Make the Doctor of Music an Earned Degree

October 1, 1963


This article was part of a Symposium entitled The Doctorate in Composition. Other contributors to this Symposium were Edward E. Lowinsky, Arthur Mendel, Robert Middleton, George Rochberg, Peter Eliot Stone, and Henry Weinberg. Their articles also appear in SYMPOSIUM Volume 3.

 

Although he was advised against stirring up a hornet's nest, the editor felt that the pages of SYMPOSIUM provided the proper forum for comment on this vexing and controversial subject. He therefore extended invitations for suitable articles with the intent of securing a consensus of current thought on the problem. The response on the whole was gratifying, except for some of the composers who could not find the time to submit their promised contributions. Since the economic issue was raised by several participants, the editor also asked for the statements of two student composers, directly affected by this aspect of the question. Letters arguing the matter pro or con will be welcomed for future issues of SYMPOSIUM.

 

The Professor of Composition and the Professor of Musicology should in equal measure maintain high standards of accomplishment, grasp the nature and obligations of a campus, and command the respect of colleague and student, of administrator and corner grocer. It makes no sense for one to be mister; the other, doctor.

There is no reason why a doctoral program cannot be devised providing for one, as well as for the other, the proper breadth, depth, shape, and direction. Either degrees don't matter, or they do matter—in both fields or in neither. Degrees are, or should be, the outward and visible sign of a fitness that is attested by those who know.

But the name of the degree should make manifest the kind of fitness that is guaranteed. The Doctor of Philosophy stands for creative research, but not for artistic creation. The doctorate in musical composition should be for artistic creation, but should include whatever other disciplines are requisite to make not just a composer, but a complete professor of the art of composing music. This doctorate should bear the name not of Ph.D., nor of any degree accorded principally for skill in performance, but its own distinctive designation. Despite the present practice of using it honoris causa, despite the objections of the Regents of the state of New York or any other official body, I recommend that the candidate successfully completing a rigorous doctoral program centered in musical composition be accorded the degree of Doctor of Music.

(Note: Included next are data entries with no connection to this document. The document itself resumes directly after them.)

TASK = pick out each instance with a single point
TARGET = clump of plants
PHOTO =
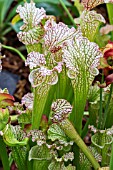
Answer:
(67, 70)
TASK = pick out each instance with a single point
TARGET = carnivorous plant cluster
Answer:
(64, 65)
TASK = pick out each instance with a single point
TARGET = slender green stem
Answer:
(70, 131)
(107, 106)
(38, 107)
(101, 108)
(111, 159)
(68, 13)
(110, 15)
(3, 155)
(14, 118)
(35, 116)
(15, 50)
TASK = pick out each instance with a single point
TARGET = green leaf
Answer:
(56, 133)
(51, 9)
(41, 156)
(54, 2)
(56, 166)
(4, 117)
(10, 136)
(40, 153)
(70, 167)
(4, 7)
(25, 118)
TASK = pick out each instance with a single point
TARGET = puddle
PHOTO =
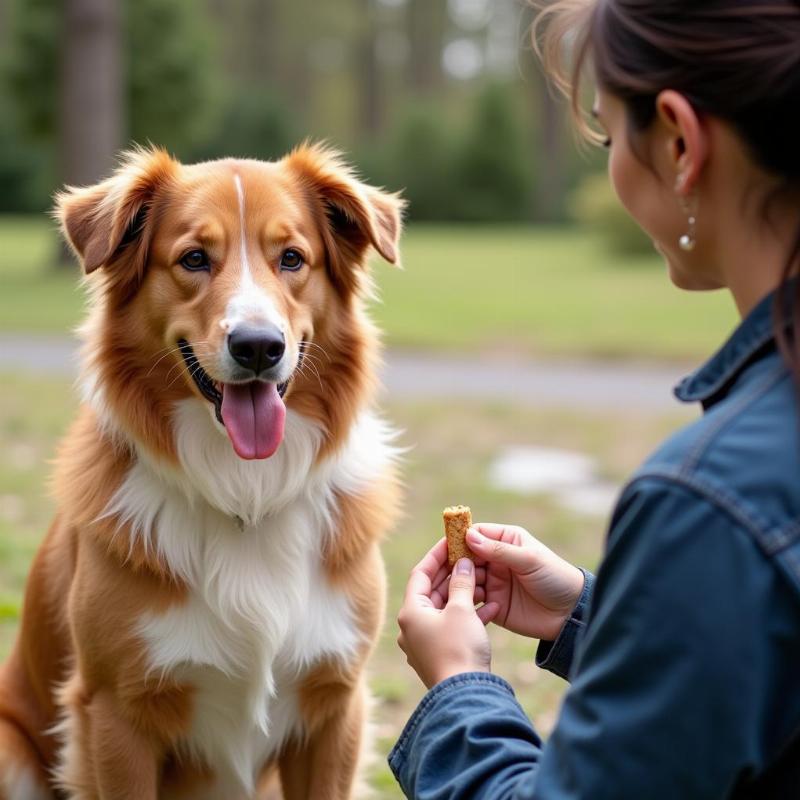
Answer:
(568, 476)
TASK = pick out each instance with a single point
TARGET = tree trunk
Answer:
(91, 89)
(551, 168)
(90, 113)
(368, 69)
(426, 22)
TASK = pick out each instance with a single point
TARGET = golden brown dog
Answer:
(202, 608)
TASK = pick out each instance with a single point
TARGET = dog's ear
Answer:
(355, 215)
(109, 222)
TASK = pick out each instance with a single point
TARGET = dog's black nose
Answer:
(257, 348)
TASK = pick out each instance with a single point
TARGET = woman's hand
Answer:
(534, 589)
(441, 632)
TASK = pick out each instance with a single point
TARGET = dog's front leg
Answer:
(104, 756)
(325, 765)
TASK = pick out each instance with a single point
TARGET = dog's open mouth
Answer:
(253, 413)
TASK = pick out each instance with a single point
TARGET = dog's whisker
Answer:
(308, 343)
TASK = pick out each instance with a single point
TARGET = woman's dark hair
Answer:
(738, 60)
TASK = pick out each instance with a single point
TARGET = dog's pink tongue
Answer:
(254, 416)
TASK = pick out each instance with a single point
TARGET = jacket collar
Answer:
(753, 337)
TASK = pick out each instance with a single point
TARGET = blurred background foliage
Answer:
(440, 97)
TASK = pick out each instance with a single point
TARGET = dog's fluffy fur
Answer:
(194, 621)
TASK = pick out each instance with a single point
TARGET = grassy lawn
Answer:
(533, 291)
(33, 413)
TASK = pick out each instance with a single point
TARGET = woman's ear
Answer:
(108, 222)
(354, 216)
(687, 139)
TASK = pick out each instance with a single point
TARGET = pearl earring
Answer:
(688, 241)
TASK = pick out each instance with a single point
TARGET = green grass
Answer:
(35, 411)
(533, 291)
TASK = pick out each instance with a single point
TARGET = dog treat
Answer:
(457, 520)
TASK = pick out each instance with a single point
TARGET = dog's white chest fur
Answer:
(246, 539)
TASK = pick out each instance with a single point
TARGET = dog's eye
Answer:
(291, 260)
(195, 260)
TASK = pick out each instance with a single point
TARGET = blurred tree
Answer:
(90, 89)
(491, 177)
(426, 25)
(165, 75)
(368, 72)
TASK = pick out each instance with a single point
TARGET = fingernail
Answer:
(464, 566)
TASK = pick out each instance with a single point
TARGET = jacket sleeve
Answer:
(558, 656)
(669, 686)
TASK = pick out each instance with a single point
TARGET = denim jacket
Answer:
(684, 655)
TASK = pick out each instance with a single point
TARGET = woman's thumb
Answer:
(462, 583)
(517, 558)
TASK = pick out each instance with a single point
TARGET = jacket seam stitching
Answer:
(696, 453)
(771, 543)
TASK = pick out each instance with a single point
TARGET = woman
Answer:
(684, 658)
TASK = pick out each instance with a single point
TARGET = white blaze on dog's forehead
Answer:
(249, 303)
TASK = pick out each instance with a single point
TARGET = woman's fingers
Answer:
(519, 558)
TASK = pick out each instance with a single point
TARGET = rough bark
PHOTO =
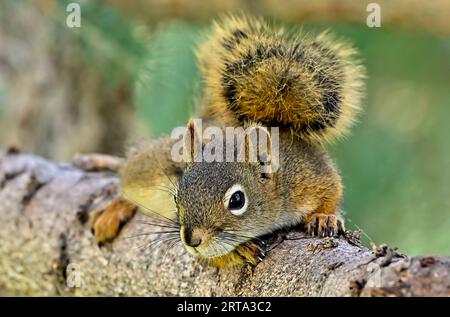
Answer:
(45, 233)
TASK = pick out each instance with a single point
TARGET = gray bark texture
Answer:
(46, 245)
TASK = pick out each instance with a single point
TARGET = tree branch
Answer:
(45, 212)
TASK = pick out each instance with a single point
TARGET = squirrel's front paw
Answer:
(324, 225)
(108, 221)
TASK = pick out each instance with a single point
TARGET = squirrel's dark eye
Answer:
(237, 200)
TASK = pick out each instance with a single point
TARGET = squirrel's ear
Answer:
(192, 141)
(259, 148)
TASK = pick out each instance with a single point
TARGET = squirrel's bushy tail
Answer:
(310, 85)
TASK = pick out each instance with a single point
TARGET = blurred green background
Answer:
(395, 165)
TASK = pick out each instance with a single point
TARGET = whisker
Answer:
(174, 226)
(147, 234)
(148, 209)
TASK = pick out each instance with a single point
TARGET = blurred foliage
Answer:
(395, 165)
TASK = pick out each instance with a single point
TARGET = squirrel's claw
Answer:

A primary objection to the doctorate in composition is the notion that dissertations can be objectively pronounced good or bad, and compositions cannot. My opinion that judgment is about as valid in one case as in the other comes from my experience in musicology seminars and from observing the various and varied composers who visited the Composers Council at the University of California, Los Angeles. I remember one of my students had written a setting of a poem by Shelley. I had said, "I like the melody, but not the prosody—It should be 'I arise from dreams of THEE,' not 'I arise from DREAMS of thee.'" She stuck to her inspiration, and when our distinguished visitor heard it, he said at once, "I like the melody, but not the prosody—it should be 'I arise from dreams of THEE,' not 'I arise from DREAMS of thee.'" At the next regular composition class my student exclaimed, "Oh, Dr. Clarke, after this, I'll do anything you say!"

The composition, like the dissertation, is only part of the entire doctoral program, but with the composition, as with the dissertation, hands capable of guiding graduate work are capable of allowing for matters of taste and personal style and distinguishing on the basis of intrinsic quality the sheep from the goats.